A reação veio por meio da imprensa: o Jornal do Comércio do Recife, dirigido por Francisco Pessoa de Queiroz, passou a liderar uma campanha sistemática contra o governo paraibano, denunciando a política fiscal como abusiva e inconstitucional.

O embate entre o Jornal do Comércio e o órgão oficial A União ultrapassou rapidamente o plano técnico e assumiu contornos pessoais e familiares. A disputa tributária converteu-se, assim, em guerra simbólica e política, expondo publicamente o cisma entre dois ramos da família Pessoa.

As correspondências privadas entre Epitácio Pessoa e seus sobrinhos revelam o esgotamento das tentativas de conciliação. Embora o ex-presidente criticasse os excessos da campanha jornalística, também censurava a dureza e a personalização das respostas do governo estadual. Sua posição intermediária, contudo, mostrou-se ineficaz diante da radicalização das partes.

As cartas evidenciam que o conflito já não se limitava a impostos ou sucessão administrativa, mas envolvia honra, prestígio e a disputa pelo legado político do epitacismo. A autoridade simbólica de Epitácio, outrora suficiente para conter dissensões, já não conseguia recompor a unidade familiar.

É nesse contexto de ruptura que se insere a relação entre os Pessoa de Queiroz e José Pereira, chefe político de Princesa. Os vínculos entre eles eram antigos, remontando às lutas políticas de 1915, e baseavam-se em compromissos de honra, lealdades pessoais e alianças sertanejas.

À medida que o governo João Pessoa intensificava ações repressivas no interior, José Pereira passou a ser visto como alvo direto da política estadual.

As correspondências demonstram que os Pessoa de Queiroz não apenas manifestaram solidariedade moral, mas ofereceram apoio efetivo a José Pereira, justificando-o como dever pessoal e político. Para eles, abandonar o chefe sertanejo significaria romper compromissos históricos assumidos no próprio processo de ascensão do grupo epitacista ao poder.

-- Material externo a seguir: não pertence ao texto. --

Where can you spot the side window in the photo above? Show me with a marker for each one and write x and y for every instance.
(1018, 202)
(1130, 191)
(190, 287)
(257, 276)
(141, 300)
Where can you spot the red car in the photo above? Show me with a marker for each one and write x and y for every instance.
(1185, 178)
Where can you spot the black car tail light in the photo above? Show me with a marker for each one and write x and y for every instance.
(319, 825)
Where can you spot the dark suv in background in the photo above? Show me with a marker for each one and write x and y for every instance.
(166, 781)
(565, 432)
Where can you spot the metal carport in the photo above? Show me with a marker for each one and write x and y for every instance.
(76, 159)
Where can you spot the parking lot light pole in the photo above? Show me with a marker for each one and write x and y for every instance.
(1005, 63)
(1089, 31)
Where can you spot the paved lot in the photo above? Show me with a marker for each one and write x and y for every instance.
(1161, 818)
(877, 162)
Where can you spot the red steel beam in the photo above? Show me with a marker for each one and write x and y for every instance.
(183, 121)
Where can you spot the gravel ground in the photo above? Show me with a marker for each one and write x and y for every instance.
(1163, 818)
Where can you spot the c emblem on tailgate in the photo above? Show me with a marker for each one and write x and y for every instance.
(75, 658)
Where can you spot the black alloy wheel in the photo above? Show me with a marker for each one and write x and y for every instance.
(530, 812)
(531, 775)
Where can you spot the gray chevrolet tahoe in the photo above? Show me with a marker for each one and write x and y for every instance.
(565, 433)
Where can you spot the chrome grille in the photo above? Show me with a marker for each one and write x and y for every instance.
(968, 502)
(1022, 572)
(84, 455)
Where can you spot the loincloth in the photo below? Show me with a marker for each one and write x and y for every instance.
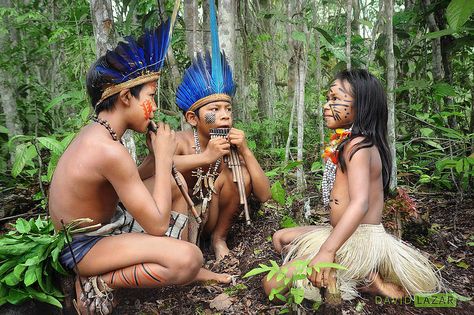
(122, 222)
(369, 249)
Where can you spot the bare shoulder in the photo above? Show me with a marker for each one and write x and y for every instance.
(354, 148)
(185, 140)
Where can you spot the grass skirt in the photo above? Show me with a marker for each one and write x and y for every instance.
(369, 249)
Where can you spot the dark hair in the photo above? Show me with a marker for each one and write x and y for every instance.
(97, 82)
(370, 122)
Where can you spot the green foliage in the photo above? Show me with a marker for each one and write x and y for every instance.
(293, 297)
(458, 12)
(30, 256)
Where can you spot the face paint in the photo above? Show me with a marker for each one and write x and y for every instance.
(338, 111)
(210, 118)
(147, 108)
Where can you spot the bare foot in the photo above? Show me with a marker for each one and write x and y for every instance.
(78, 303)
(87, 306)
(220, 248)
(388, 289)
(205, 275)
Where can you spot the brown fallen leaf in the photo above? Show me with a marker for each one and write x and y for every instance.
(221, 302)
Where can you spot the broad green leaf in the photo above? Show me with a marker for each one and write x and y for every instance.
(254, 272)
(11, 279)
(271, 274)
(53, 162)
(67, 140)
(55, 101)
(366, 23)
(316, 166)
(85, 112)
(298, 294)
(287, 222)
(7, 266)
(21, 158)
(433, 144)
(443, 89)
(16, 296)
(458, 12)
(30, 276)
(426, 132)
(278, 193)
(51, 144)
(326, 35)
(462, 166)
(22, 226)
(18, 270)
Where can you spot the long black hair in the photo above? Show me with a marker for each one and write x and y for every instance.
(370, 121)
(97, 82)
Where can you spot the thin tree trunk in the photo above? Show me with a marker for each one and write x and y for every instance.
(355, 20)
(103, 26)
(319, 108)
(191, 23)
(206, 35)
(7, 95)
(243, 68)
(226, 19)
(300, 110)
(375, 31)
(291, 52)
(391, 90)
(348, 33)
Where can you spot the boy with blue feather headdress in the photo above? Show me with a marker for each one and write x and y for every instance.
(96, 171)
(205, 97)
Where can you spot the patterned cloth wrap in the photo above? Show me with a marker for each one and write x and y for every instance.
(122, 222)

Assim, a Revolta de Princesa tornou-se o ponto de convergência entre três dimensões do conflito: a crise da sucessão estadual, a disputa econômica provocada pela reforma tributária e o colapso das mediações familiares. O sertão transformou-se no espaço onde uma querela iniciada nos salões do poder e nas páginas dos jornais foi resolvida pelas armas.

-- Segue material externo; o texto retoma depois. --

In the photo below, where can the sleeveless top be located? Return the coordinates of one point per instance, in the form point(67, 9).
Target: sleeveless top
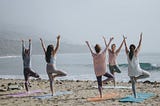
point(52, 61)
point(133, 66)
point(99, 61)
point(112, 58)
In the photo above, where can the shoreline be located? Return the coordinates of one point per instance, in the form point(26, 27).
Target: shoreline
point(81, 90)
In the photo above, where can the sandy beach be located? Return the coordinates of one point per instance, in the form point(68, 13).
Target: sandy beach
point(81, 90)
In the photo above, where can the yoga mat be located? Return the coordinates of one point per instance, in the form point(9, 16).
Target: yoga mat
point(104, 97)
point(23, 94)
point(140, 97)
point(115, 87)
point(48, 96)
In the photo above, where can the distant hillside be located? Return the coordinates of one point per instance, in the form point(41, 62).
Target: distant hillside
point(10, 44)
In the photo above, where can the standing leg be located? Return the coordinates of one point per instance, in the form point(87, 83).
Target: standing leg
point(33, 74)
point(59, 73)
point(110, 77)
point(26, 77)
point(133, 86)
point(99, 80)
point(111, 68)
point(51, 81)
point(145, 74)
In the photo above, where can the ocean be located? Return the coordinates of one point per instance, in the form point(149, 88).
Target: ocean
point(79, 66)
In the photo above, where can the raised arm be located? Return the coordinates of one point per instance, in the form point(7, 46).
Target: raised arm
point(89, 47)
point(139, 45)
point(126, 48)
point(120, 47)
point(30, 47)
point(57, 45)
point(109, 42)
point(23, 48)
point(43, 46)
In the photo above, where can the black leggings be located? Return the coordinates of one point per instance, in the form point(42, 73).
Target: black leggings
point(99, 78)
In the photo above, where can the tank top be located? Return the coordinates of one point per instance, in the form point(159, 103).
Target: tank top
point(112, 58)
point(133, 66)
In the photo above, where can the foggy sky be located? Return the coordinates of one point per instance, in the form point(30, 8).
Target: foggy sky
point(80, 20)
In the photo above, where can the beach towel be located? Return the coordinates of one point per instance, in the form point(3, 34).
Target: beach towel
point(48, 96)
point(115, 87)
point(104, 97)
point(23, 94)
point(140, 97)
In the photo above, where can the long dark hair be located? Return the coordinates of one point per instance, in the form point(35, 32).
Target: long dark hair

O envolvimento da família Pessoa de Queiroz na Revolta de Princesa não pode ser reduzido a mera conspiração ou reação episódica. Ele resultou de um processo histórico marcado pela sobreposição entre família, política e economia na Primeira República. A sucessão de 1928 abriu a fratura; a reforma tributária deu-lhe materialidade; e a amizade com José Pereira forneceu o elo final que conduziu à insurreição armada.

Nesse sentido, a Revolta de Princesa expressa não apenas uma rebelião sertaneja, mas o desfecho violento de um conflito gestado no interior da própria elite dirigente paraibana, quando as instâncias tradicionais de conciliação já haviam se esgotado.

# José Tavares é escritor e pesquisador da Revolta de Princesa.